In literature, it is common to see a crossover of methods and researchers, from computational linguistics to natural language processing and vice-versa. Lessons from computational linguistics about language can be used to inform priors in natural language processing, and statistical/machine learning methods from NLP can be applied to answer questions Computational Linguistics seeks to answer. In fact, some of these questions have ballooned into disciplines of their own, like Phonology, Morphology, Syntax, Semantics, and Pragmatics.

It helps to know where you stand. Most language folks in the industry (particularly, those focused on products) fall into camp 1: Natural Language Processing. These folks will use “whatever works.” For them, language is a dataset to be plied until they solve a core product problem using any possible tool/method.

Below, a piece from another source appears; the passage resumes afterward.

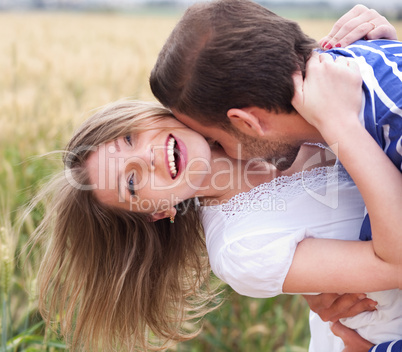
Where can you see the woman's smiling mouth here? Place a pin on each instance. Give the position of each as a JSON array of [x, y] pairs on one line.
[[173, 156]]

Then there are linguists and cognitive scientists who fall into camp 2: Computational Linguistics. While these folks can talk all day about different grammar formalisms, human experiments, social factors, and so on, make no mistake, the folks who study computational linguistics can be pretty computational about it too. For example, see works by Paul Smolensky. For them, the computation is a means to an end. They are more interested in explaining the various language phenomena.

Then, there are folks who like to be in both camps. These are usually (ex-)academics with one foot in the CS department and another in CogSci department. Most good language researchers seem to fall in this part of the continuum.

When you talk to a colleague about your problem, you might feel they “don’t get you,” but in reality, they just stand at a different part of this distribution, and if you communicate well, they will be willing to see your point of view*. There’s a lot to learn from each camp. Learn from all of them. One small insight from a computational linguist can save you teraflops of compute time. And likewise, a tiny idea/approach from an NLPer can save you from a ton of manual work as a linguist.

(*Then there’s a third tribe that likes to work on a particular ML or stats method and wants to advance that agenda. Like the NLP folks, they just view language as data. They have a hammer and pretend to see everything as a nail, whether it is or not. But unlike the NLP folks, they will not care for other methods, other than their narrow agenda. They will go out of their way to justify that their hammer is the only thing in the world you should be using. They’re usually not so interesting to talk to, unless you happen to be using their hammer.)

PS: I’m intentionally not using words like “intelligence”, “thought” etc but leaving it to the PR people.